In this regard, it is also learned that although Hong Kong has relaxed its control measures on the new crown epidemic and factories and businesses in Shenzhen have reopened on Monday this week, the epidemic control blockade measures still put pressure on air cargo rates.
 
Rates from Shanghai to the US East Coast have risen 42% so far this month. Prices from Europe to Asia are also rising, with Frankfurt to Shanghai, for example, up 17% and Hong Kong up 110%.
 
Air cargo shippers now also have to deal with flight diversions due to Shanghai's epidemic control measures.

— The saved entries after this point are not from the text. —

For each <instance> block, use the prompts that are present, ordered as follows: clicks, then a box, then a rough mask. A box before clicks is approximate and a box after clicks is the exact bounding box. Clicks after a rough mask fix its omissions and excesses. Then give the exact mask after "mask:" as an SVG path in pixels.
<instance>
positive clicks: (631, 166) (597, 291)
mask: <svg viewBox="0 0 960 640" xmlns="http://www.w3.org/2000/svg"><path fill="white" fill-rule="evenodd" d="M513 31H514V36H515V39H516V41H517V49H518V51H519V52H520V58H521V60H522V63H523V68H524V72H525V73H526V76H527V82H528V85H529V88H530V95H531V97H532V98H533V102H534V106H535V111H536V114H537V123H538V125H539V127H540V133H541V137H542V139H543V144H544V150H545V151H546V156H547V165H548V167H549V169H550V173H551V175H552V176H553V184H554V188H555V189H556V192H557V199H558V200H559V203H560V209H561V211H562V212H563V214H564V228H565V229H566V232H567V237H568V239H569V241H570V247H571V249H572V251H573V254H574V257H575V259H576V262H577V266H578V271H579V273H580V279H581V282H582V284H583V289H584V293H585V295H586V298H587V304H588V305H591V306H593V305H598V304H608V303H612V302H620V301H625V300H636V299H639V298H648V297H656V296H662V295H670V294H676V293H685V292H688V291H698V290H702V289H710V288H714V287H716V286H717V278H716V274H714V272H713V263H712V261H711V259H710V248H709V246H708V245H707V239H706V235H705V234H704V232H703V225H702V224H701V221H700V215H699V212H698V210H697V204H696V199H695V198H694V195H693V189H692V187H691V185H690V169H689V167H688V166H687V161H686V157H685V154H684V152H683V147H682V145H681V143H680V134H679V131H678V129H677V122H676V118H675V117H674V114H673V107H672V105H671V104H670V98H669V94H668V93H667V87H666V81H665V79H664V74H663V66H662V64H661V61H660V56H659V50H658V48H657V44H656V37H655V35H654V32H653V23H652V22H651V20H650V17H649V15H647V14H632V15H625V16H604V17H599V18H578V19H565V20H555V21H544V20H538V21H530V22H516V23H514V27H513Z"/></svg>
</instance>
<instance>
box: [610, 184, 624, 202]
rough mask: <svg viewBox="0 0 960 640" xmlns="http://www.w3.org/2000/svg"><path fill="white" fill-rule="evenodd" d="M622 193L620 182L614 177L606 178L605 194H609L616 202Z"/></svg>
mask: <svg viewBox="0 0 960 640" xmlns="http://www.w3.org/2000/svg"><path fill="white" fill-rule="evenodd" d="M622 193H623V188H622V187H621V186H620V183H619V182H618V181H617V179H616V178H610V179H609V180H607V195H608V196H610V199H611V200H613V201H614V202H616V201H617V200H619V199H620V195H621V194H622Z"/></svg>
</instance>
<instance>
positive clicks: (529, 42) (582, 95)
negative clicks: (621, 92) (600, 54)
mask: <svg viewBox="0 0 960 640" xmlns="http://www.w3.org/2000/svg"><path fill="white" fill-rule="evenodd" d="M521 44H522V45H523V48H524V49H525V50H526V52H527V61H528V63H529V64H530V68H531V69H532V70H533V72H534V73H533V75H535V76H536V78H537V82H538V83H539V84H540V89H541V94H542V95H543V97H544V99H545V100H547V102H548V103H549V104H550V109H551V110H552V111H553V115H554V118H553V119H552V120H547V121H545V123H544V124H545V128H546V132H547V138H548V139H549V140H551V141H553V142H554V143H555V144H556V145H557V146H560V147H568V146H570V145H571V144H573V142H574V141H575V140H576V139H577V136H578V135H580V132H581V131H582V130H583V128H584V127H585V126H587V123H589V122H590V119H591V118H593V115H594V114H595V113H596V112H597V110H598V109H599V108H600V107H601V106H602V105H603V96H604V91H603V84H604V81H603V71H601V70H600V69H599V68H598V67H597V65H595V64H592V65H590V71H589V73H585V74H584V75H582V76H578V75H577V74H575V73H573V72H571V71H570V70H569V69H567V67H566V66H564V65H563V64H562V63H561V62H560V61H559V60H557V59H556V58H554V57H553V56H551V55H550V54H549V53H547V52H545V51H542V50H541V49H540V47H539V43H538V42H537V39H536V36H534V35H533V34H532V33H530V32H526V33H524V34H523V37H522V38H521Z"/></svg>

According to reports, from March 21 to May 1, 106 international flights on 22 different routes originally scheduled to arrive in Shanghai will be diverted to other airports in major Chinese cities.
 
It is not difficult to predict that shipping costs will continue to rise due to factors such as reduced passenger volume in Shanghai, rising aviation fuel prices, and airspace restrictions caused by the Russia-Ukraine conflict.
 
No matter how many times you are beaten, you will still be tough, no matter which direction the wind blows.
 
We also hope that the global epidemic will dissipate soon, the obstructed logistics will resume soon, the soaring freight rates will drop soon, and the cross-border sellers who have experienced "thousands of hardships" will finally get their rewards and sell well!